Detroit-born cultural icon Jeff Mills is a pioneering electronic music DJ and producer. The brilliant creative is a defining face of the Detroit techno scene, where he also began his impressive career with the Underground Resistance collective he co-founded. Later on he initiated his own label, Axis, in order to gain artistic independence and pursue his own immortal electronic music compositions. Mills’ exceptional sound ranges from stripped-down and erratic to elements of industrial hardcore acid fused with his Detroit spirit. Today, Mills performs all over the world with a hundred dates a year, but also is highly active in the contemporary art scene being part of many creative projects and continuously unfolding and recreating his unique artistic performances.
In this inspiring conversation we talk about the development of the electronic music scene, his incomparable style and newly released and upcoming projects…

After years of silence, the electronic music industry is thriving again and you’re coming back with many projects and gigs – how are you feeling these days and how is it going for you in general?

It’s going great. We’re busy with productions and many other conceptual related projects. Unstable or not, there is always something to do and materialize. 
Even during the years of silence, we were planning for the immediate time as well as the best and far future. We utilized the time. 

The electronic music scene has always been progressive, futuristic, and evolving – how would you say has the industry and our scene developed over the years, and in which direction are we heading in the future?

I suppose Electronic Music touched on all those things to a certain level and degree, but if I think about all the things we probably should have done, I’d say we’re currently a genre of Music that doesn’t produce at our highest and greatest potential. That just “OK” is good enough in most cases. 

Of course, I’m optimistic for the future of music but, I have to be honest and admit that I have doubts. Not just about the lack of creativity, but also the protection of artists and their work, the complicated and ever extending manufacturing process, the rising costs of shipping products and many other aspects that the public doesn’t realize. 

What do you think are the role and values of electronic music in today’s generation, where does it stand in our society?

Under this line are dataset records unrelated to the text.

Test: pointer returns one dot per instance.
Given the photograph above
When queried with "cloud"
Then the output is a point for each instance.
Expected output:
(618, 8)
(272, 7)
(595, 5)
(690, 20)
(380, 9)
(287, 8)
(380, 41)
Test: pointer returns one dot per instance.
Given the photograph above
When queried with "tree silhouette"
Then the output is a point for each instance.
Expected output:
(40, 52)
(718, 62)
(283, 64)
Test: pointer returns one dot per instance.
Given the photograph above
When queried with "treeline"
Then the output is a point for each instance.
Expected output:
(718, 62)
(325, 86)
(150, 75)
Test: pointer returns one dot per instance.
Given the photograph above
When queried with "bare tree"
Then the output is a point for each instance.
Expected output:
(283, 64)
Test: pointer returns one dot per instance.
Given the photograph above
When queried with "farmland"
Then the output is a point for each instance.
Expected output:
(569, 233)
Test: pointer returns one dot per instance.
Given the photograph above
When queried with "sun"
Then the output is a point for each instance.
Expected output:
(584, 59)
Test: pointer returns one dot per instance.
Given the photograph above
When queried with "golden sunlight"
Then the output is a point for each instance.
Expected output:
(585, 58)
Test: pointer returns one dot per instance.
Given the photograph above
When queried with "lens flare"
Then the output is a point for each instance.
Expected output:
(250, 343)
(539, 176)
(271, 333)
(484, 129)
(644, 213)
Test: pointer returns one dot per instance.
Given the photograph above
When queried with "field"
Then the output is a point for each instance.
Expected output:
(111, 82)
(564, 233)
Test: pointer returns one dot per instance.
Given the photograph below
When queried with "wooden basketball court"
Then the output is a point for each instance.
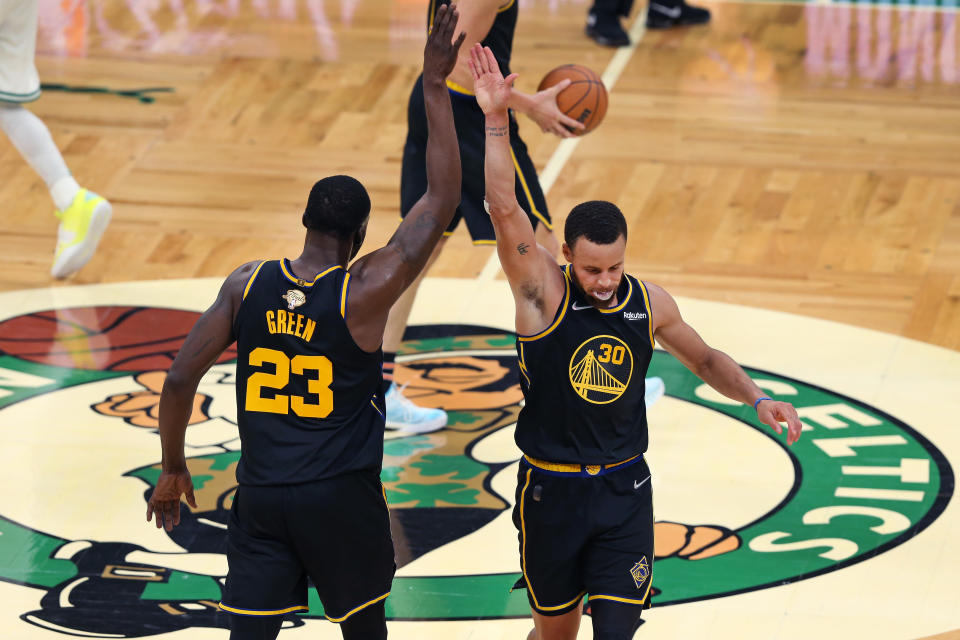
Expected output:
(791, 172)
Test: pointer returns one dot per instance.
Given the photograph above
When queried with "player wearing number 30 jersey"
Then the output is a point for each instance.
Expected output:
(309, 394)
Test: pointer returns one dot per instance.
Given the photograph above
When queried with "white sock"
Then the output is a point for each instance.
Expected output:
(34, 142)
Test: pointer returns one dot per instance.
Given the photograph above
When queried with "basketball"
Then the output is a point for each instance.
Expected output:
(585, 100)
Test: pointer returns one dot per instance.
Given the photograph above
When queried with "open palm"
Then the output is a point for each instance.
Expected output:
(489, 85)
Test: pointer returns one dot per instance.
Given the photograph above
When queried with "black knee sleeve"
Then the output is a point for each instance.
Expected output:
(368, 624)
(614, 620)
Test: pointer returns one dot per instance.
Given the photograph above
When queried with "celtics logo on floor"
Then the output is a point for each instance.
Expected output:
(601, 368)
(79, 402)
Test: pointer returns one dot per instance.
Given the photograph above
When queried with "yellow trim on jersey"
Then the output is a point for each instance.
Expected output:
(646, 303)
(263, 612)
(526, 190)
(617, 464)
(456, 88)
(626, 299)
(294, 279)
(619, 599)
(343, 295)
(361, 607)
(557, 320)
(566, 467)
(253, 277)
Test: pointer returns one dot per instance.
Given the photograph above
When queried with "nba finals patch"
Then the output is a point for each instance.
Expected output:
(81, 374)
(600, 369)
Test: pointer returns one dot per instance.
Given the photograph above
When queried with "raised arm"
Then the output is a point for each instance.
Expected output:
(713, 366)
(534, 277)
(208, 339)
(378, 279)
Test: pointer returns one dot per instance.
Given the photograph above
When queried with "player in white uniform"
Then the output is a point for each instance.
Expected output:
(83, 214)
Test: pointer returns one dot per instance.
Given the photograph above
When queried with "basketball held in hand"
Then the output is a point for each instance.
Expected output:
(584, 100)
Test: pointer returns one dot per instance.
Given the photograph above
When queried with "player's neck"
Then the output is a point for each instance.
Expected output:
(320, 251)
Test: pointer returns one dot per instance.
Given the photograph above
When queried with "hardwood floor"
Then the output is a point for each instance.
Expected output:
(804, 158)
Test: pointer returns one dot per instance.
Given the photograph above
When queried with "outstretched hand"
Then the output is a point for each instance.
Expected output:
(489, 85)
(772, 412)
(165, 500)
(544, 111)
(440, 52)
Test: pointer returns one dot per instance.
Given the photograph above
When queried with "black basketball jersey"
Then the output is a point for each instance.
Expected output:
(309, 400)
(500, 36)
(583, 379)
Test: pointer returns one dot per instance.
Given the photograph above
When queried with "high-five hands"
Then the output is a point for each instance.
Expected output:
(440, 52)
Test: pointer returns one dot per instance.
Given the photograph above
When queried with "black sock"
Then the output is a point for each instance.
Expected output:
(255, 627)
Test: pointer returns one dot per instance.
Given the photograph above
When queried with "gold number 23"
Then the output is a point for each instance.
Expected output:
(319, 386)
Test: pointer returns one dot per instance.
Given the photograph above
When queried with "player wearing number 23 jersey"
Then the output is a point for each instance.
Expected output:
(586, 332)
(309, 399)
(310, 406)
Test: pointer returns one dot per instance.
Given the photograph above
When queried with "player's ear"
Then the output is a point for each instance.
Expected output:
(358, 239)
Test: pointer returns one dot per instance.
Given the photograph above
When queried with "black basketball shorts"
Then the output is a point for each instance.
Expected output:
(334, 531)
(471, 135)
(585, 534)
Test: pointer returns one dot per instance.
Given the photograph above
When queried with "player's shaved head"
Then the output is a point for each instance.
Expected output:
(337, 205)
(599, 221)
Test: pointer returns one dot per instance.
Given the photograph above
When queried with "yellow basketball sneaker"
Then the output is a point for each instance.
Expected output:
(81, 226)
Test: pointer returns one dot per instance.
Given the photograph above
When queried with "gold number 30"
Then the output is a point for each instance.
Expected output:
(318, 386)
(612, 354)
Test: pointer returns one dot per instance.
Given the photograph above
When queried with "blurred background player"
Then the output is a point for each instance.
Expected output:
(83, 214)
(603, 20)
(491, 22)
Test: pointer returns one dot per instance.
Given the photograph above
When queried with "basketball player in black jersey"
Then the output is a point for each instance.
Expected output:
(493, 23)
(585, 338)
(310, 395)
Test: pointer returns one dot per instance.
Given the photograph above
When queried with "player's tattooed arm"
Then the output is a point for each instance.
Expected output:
(713, 366)
(207, 340)
(378, 279)
(535, 280)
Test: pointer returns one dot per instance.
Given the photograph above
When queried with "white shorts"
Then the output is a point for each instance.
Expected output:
(19, 81)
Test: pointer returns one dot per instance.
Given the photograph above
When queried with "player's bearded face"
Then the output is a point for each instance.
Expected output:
(598, 268)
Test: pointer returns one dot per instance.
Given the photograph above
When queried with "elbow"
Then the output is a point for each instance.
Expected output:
(501, 210)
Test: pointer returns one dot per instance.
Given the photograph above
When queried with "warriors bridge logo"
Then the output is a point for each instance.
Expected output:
(79, 396)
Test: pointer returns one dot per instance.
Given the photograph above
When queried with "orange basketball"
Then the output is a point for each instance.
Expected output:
(585, 100)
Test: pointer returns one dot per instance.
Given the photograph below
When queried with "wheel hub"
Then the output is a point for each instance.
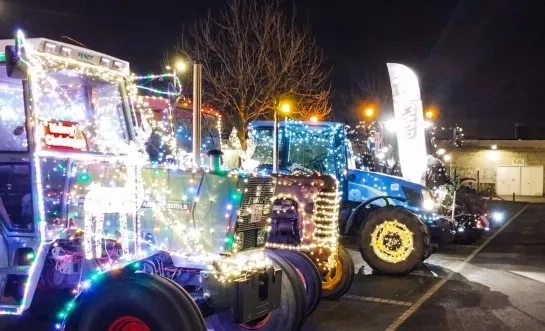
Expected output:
(128, 323)
(332, 276)
(257, 323)
(392, 241)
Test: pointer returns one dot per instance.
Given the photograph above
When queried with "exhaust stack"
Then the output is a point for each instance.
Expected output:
(197, 89)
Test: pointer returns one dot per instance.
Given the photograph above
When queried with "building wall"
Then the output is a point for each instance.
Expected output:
(484, 163)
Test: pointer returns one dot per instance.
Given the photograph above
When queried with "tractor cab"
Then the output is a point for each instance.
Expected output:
(324, 147)
(64, 149)
(303, 147)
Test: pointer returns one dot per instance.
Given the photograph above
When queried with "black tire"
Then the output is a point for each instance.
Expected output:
(420, 238)
(347, 277)
(152, 300)
(309, 274)
(289, 315)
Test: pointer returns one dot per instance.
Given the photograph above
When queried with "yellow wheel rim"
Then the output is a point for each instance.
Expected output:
(332, 277)
(392, 241)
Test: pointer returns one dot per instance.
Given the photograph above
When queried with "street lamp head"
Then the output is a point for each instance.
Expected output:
(285, 108)
(429, 114)
(181, 65)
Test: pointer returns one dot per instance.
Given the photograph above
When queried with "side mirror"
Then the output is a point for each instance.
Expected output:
(14, 69)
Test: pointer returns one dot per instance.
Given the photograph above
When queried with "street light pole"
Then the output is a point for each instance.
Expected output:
(197, 89)
(275, 141)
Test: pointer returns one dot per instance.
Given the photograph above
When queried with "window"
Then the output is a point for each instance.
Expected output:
(95, 105)
(53, 181)
(12, 115)
(313, 148)
(82, 177)
(16, 210)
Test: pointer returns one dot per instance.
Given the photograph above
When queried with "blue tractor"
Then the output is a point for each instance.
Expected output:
(394, 219)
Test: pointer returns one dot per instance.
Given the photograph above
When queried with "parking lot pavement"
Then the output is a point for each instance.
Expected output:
(496, 284)
(499, 287)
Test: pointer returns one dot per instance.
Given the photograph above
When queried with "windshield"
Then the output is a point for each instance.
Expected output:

The practice and creation of music is not designed in a way that someone or anything can be pinpointed and singled out because it’s always changing.
For example, one shot wonders. We, the listeners are always changing. What I can say is that the elements for which one can use and express themselves through music is still here absolutely functioning. When someone creates something from nothing, that’s always a good thing. 

Your recent album Mind Power Mind Control explores the art of mental persuasion, to control and alter the human mind – which sound techniques did you apply, and in what way are they able to influence our minds?

I chose a transcendantal approach. Organizing the sounds and rhythms in ways that would pull the listener into the track. Once in, then certain things be revealed (subtly). It’s a work of manipulation and not necessarily for now and today but perhaps something to help others to look back and reflect on. The emergence and current state of social media will be considered a turning point in history in many ways.

Time has to pass to really see how it’s affected us. I predict by the early 2030s we should start to see real signs. 

You recorded The Paradox compositions with jazz pianist Jean-Phi Dary – how was it working on this project together, your compatibility, and communication to explore and dive deeper into the sound?

To improvise and play based on how I feel is really the best thing I can do with music so, each and every experience with Jean-Phi is like enlightenment. We’re exhausting feelings through sound. There are no mistakes or errors, just honesty. 

It’s also a joy because Music is an endless learning process and one never becomes the best or worst because that doesn’t exist. Musicians and artists create to occupy the mental space of others. This is an honor, not a job. 

Mixing different elements and genres like techno, electro, dance, jazz, and soul, you’ve always been experimenting with sound, style, and different machines. What does this sound diversity mean to you?

Any and everything is relevant. Whatever it takes to extract the feelings is what I consider so, I’m always on the look out for how people are doing (mentally). For example, when Electronic Music becomes too predictable, I considered the opposite and the best examples and techniques about freeing oneself through music comes from Jazz. Or when I thought we should begin to see what Techno could look like, I became more interested in film and moving images. 

You are playing on many stages all over the world. Recently, you performed at Neopop Festival in Portugal – how did you experience its identity, crowd, and playing on its stage?

Yes, the Neopop Festival was another highlight of this year for me. But, I have a very long, discreet and intiment relationship with Portugal that goes way back to the 1990s. I’ve always loved the country and culture. To play there is always something I’m looking forward to. 

As a multimedia artist and curator, showcasing high-concept presentations in art galleries and avant-garde cinema, what medium would you like to explore further?

I’m still very interested in film and moving images. I think that there could be a strong conversation between Electronic Music and film if only more Music and film producers considered the relationship seriously.